Use MCP servers to expose external tools/resources to Draive through MCPClient.

This pattern is useful when you want models to call capabilities provided by external MCP servers without writing custom SDK integration code.

Example: Filesystem MCP Server

from draive import Conversation, ToolsProvider, ctx, load_env, setup_logging
from draive.mcp import MCPClient
from draive.openai import OpenAI, OpenAIResponsesConfig

load_env()
setup_logging("mcp")

async with ctx.scope(
    "mcp",
    OpenAIResponsesConfig(model="gpt-5-mini"),
    disposables=(
        OpenAI(),
        # Start MCP stdio transport and register tool/resource states in context.
        MCPClient.stdio(
            command="npx",
            args=[
                "-y",
                "@modelcontextprotocol/server-filesystem",
                "/Users/myname/checkmeout",
            ],
        ),
    ),
):
    # Build toolbox from currently available MCP tools.
    toolbox = await ToolsProvider.toolbox(suggesting=True)

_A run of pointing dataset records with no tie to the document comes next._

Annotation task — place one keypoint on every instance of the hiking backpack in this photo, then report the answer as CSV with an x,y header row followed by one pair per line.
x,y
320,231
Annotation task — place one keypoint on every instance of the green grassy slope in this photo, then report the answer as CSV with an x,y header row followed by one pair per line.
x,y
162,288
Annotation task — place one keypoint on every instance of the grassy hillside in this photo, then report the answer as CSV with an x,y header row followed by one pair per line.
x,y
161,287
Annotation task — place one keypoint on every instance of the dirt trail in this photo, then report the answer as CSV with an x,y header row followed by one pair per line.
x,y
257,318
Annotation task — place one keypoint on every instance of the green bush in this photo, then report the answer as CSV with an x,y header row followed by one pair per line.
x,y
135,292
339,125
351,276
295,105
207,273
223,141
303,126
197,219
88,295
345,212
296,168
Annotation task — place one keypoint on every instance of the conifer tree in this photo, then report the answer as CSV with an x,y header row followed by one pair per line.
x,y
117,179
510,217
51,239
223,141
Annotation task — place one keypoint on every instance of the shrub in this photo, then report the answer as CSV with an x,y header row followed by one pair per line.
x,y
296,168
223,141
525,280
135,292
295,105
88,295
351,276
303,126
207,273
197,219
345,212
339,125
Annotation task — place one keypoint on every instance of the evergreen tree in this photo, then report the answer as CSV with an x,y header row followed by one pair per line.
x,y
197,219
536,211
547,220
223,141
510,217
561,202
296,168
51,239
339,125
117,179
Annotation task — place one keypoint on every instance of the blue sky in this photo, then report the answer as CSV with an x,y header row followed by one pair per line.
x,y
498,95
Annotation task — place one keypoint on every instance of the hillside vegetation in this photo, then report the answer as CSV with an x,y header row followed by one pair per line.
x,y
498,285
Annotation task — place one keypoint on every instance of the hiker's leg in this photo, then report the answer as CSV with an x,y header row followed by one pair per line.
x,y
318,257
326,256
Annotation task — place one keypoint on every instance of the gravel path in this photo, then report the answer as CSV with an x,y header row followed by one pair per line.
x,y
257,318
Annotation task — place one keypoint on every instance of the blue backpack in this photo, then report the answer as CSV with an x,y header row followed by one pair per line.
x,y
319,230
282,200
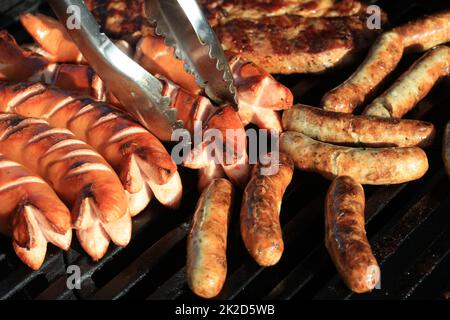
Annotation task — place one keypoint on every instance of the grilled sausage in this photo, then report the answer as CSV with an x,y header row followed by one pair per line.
x,y
52,37
365,165
209,173
427,32
381,60
257,88
32,213
413,85
260,210
345,235
446,148
138,157
348,129
207,240
79,175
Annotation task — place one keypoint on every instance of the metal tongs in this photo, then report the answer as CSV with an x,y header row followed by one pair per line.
x,y
184,27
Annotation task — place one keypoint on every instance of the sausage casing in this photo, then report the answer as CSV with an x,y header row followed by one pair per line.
x,y
207,240
260,211
381,60
345,235
366,165
349,129
413,85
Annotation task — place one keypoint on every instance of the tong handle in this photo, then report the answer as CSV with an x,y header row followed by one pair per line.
x,y
136,89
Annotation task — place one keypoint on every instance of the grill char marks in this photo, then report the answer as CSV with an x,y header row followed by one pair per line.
x,y
292,36
121,19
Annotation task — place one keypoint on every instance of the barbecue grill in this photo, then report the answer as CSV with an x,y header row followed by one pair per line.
x,y
408,225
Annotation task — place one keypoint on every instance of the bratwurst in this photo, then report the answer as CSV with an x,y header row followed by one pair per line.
x,y
260,210
207,240
349,129
345,235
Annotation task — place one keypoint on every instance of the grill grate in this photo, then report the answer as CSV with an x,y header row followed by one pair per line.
x,y
408,226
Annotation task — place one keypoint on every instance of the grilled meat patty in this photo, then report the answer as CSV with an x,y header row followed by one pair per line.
x,y
292,36
121,19
282,36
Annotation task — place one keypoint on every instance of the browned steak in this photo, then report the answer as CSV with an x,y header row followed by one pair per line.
x,y
121,19
292,36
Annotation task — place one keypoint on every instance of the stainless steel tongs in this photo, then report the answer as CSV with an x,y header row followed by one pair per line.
x,y
184,27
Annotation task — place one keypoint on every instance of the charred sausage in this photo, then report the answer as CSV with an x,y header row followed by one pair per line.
x,y
366,165
207,240
381,60
345,235
31,213
413,85
260,210
348,129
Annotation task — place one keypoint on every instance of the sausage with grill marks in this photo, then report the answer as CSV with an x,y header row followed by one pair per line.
x,y
384,56
446,148
413,85
345,235
260,210
374,166
78,174
207,239
348,129
141,161
32,213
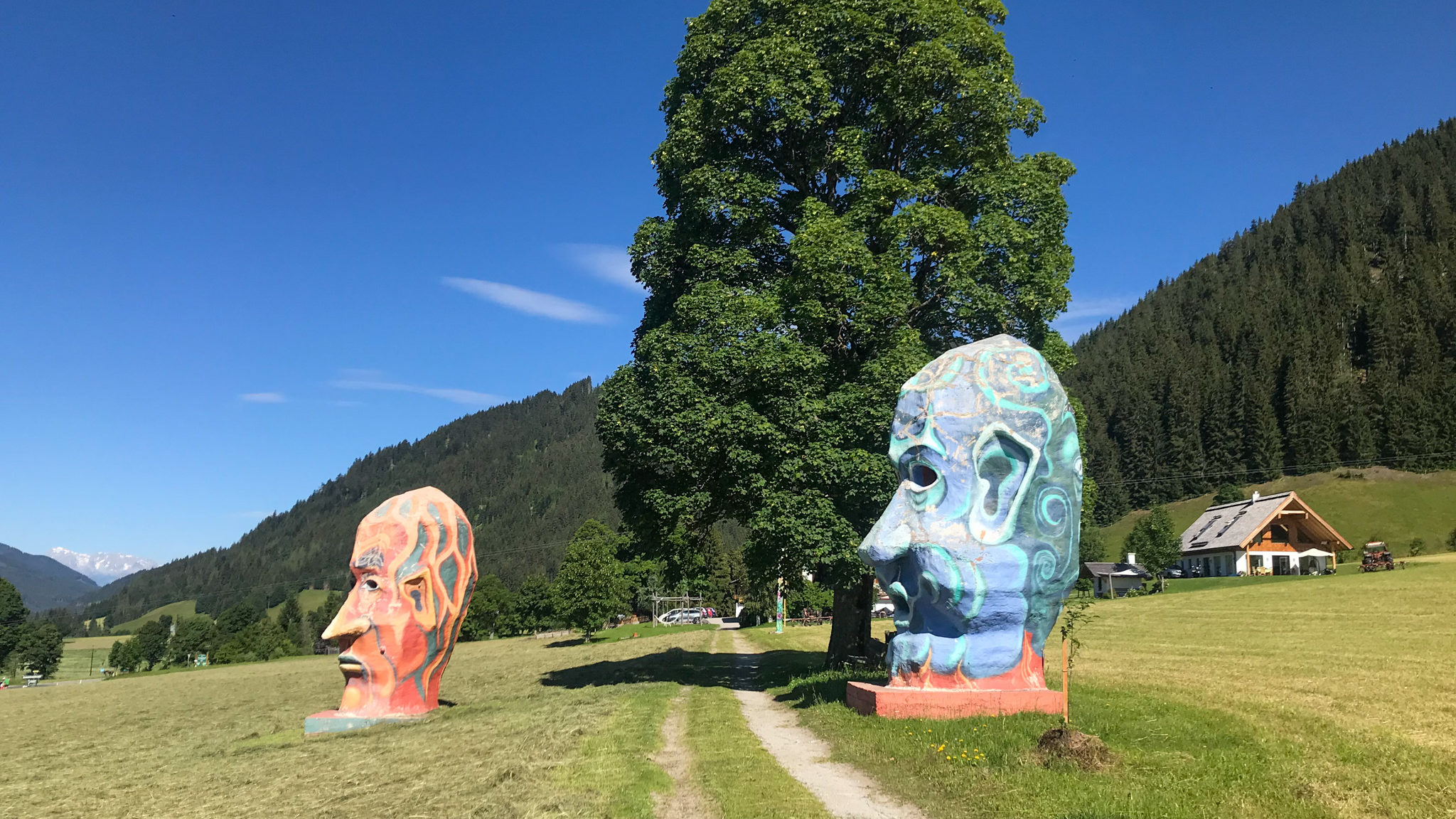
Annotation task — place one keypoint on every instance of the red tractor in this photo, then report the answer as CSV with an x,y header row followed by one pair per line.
x,y
1376,559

    stream = await Conversation.completion(
        instructions=(
            "You can access user files using available tools. "
            "Directory path is /Users/myname/checkmeout."
        ),
        message="What files are in checkmeout directory?",
        toolbox=toolbox,
    )

    async for chunk in stream:
        print(chunk)

MCPClient contributes ToolsProvider/ResourcesRepository states inside ctx.scope(...), so you can load MCP tools dynamically and keep all dependencies lifecycle-managed by context.